I’ve been missing screenings of Armando Ianucci‘s The Death of Stalin (IFC Films, 3.9) for the last six months, but I finally saw it last night. I’ve no argument with the critics who are doing handstands and cartwheels except for the fact that it’s more LQTM funny than the laugh-out-loud kind. There’s nothing wrong with LQTM humor, which I’ve also described as no-laugh funny — you just have to get past the idea of expecting to go “hah-hah, ho-ho, hee-hee” because that never happens.
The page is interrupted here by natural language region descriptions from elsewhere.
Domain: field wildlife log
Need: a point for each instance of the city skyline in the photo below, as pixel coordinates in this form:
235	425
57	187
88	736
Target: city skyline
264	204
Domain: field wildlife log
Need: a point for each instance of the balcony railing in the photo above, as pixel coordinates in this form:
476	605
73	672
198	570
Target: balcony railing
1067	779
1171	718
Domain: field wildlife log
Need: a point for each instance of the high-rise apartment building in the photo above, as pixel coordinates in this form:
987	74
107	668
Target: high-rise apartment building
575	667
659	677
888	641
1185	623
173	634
Iannucci’s script is about top-tier, real-life Communist scumbags (Nikita Khrushchev, Georgy Malenkov, Lavrentiy Beria, Georgy Zhukov, Vyacheslav Molotov, Svetlana Stalina) scrambling for position and power in the wake of Joseph Stalin‘s death in March 1953. It’s based on Fabien Nury and Thierry Robin‘s graphic novel “The Death Of Stalin.”
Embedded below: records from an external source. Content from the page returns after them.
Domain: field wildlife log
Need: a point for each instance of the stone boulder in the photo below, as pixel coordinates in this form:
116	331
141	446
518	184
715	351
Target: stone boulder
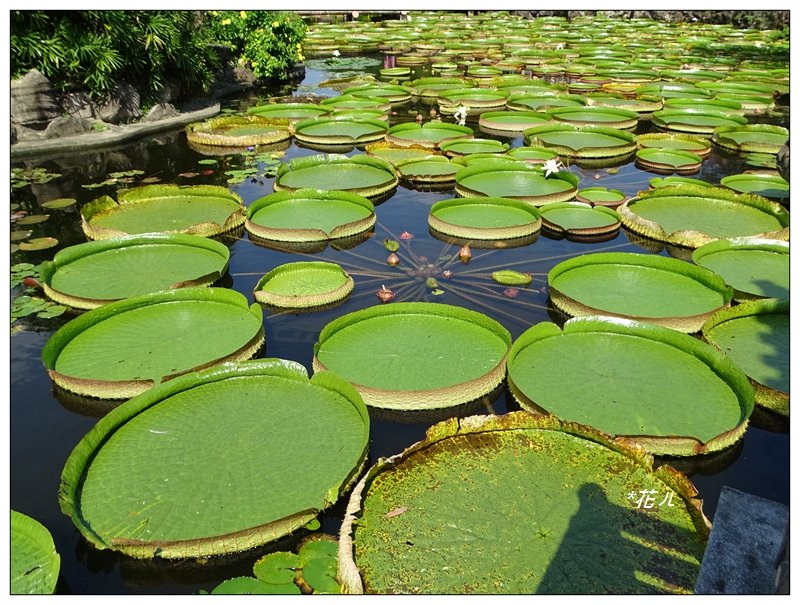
33	103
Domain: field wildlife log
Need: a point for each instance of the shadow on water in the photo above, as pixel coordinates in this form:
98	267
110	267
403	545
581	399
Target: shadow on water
609	549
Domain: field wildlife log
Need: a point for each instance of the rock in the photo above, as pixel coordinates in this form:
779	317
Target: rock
65	126
121	106
783	160
161	111
33	103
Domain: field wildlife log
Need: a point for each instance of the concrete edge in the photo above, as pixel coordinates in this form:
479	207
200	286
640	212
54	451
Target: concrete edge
120	134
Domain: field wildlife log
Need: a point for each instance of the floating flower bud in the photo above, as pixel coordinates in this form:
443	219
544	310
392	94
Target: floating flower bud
384	294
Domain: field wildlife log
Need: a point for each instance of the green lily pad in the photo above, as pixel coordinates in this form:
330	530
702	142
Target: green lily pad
516	180
123	348
304	285
755	268
693	215
308	215
307	437
38	243
755	336
579	219
363	175
34	561
760	138
430	134
415	356
203	210
566	524
665	291
484	218
772	186
60	203
668	391
89	275
339	130
582	141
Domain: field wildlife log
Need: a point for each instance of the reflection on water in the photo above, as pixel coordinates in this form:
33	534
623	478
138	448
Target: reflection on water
46	425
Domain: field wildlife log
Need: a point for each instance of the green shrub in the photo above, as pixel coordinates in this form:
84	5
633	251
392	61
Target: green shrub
97	49
268	42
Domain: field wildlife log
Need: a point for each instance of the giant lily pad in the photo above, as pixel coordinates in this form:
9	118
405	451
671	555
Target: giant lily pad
755	268
33	558
430	134
596	116
668	160
579	219
669	391
760	138
484	218
123	348
772	186
237	131
422	521
665	291
582	141
692	216
339	131
363	175
517	180
415	356
303	285
141	481
309	215
694	121
89	275
203	210
755	336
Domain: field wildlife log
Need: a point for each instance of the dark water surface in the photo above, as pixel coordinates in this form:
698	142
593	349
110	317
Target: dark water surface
44	428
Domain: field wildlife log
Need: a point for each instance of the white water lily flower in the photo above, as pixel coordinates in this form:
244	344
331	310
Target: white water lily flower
461	114
552	166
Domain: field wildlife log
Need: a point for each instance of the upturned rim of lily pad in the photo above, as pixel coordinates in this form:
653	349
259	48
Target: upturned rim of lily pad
694	238
214	131
647	263
723	136
115	245
313	198
288	373
603	214
427	399
303	130
627	141
320	295
765	396
672	445
453	429
332	159
450	228
155	194
94	386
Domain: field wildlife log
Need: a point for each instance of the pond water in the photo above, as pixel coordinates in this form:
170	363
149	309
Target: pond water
44	428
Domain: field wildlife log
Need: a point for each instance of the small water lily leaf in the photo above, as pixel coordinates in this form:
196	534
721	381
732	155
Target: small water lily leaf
20	235
511	278
320	575
248	585
62	202
277	567
39	243
33	219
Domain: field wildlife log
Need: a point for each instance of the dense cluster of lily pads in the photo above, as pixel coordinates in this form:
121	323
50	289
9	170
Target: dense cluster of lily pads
279	447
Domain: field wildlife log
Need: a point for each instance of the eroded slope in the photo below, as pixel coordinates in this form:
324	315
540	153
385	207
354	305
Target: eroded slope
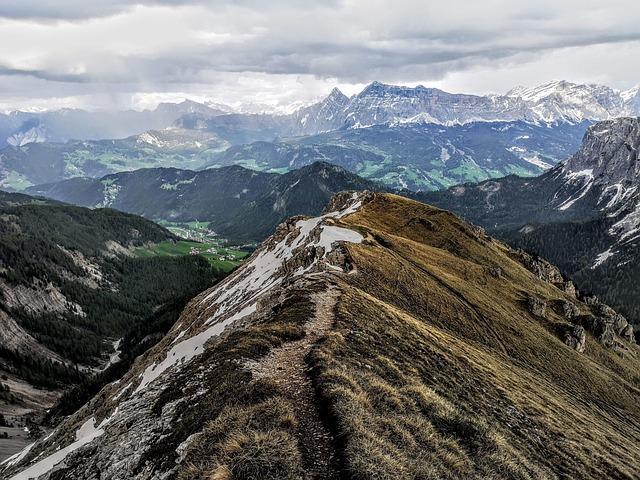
387	339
Last August I wrote “who cares what a demimonde of paranoid Russian assholes were up to 64 years ago, stabbing each other in the back and shooting innocent suspects and whatnot?” Now that I’ve seen this 107-minute film, the answer is “you can’t care…you can’t care about anyone.” But you don’t hate anyone either because of the comic attitude or…you know, that sprinkled pixie-dust feeling that all would-be comedies have.
The idea is to generate humor in the midst of political terror and random bullets in the head, and I have to say that the two elements don’t mix all that well. At best, The Death of Stalin is occasionally heh-heh funny. But I’m being sincere in insisting how smart and fleet this thing is. All the way through I was telling myself “I like this” and “this is fast and crafty as shit” so not laughing didn’t bother me very much. Well, I guess I would have had a bit more fun if it was “hah-hah” funny but I understand the concept of comedies that are only supposed to make you smirk and chortle, if that.
I have to say two other things that may not sound like recommendations, but they’re not huge problems. One, The Death of Stalin doesn’t really find its comic footing in the beginning. I was saying to myself “Jesus, this isn’t even LQTM” but that’s only for the first…oh, eight or ten minutes. And two, it doesn’t really have what you might call a climax or a third-act crescendo. The Death of Stalin lasts 107 minutes, but when it came to an abrupt end I said to myself “wait…they’re ending it with the brutal execution of Beria and the ascension of Khrushchev and….that’s it?”
My basic reactions were (a) amusement and (b) admiration for the darkly farcical tone and rat-a-tat pacing (the creative genius behind In The Loop and Veep knows all about deadpan political farce)…it’s really good stuff. I particularly enjoyed Steve Buscemi‘s portrayal of Nikita Kruschchev (i.e., Kruschchev if he’d been born in one of the scrappier parts of Long Island and sounded a lot like “Mr. Pink” from Reservoir Dogs) and Jason Isaacs‘ relishy performance as the bruising Marshall Zhukov. I also loved Andrea Riseborourgh‘s channelling of Stalin’s daughter.
It’s generally good. Honest. If you persuade friends to see it with you, they probably won’t give you dirty looks after it ends. I never felt burned — it’s just that I couldn’t quite make myself (or allow myself to) laugh. And that’s fine.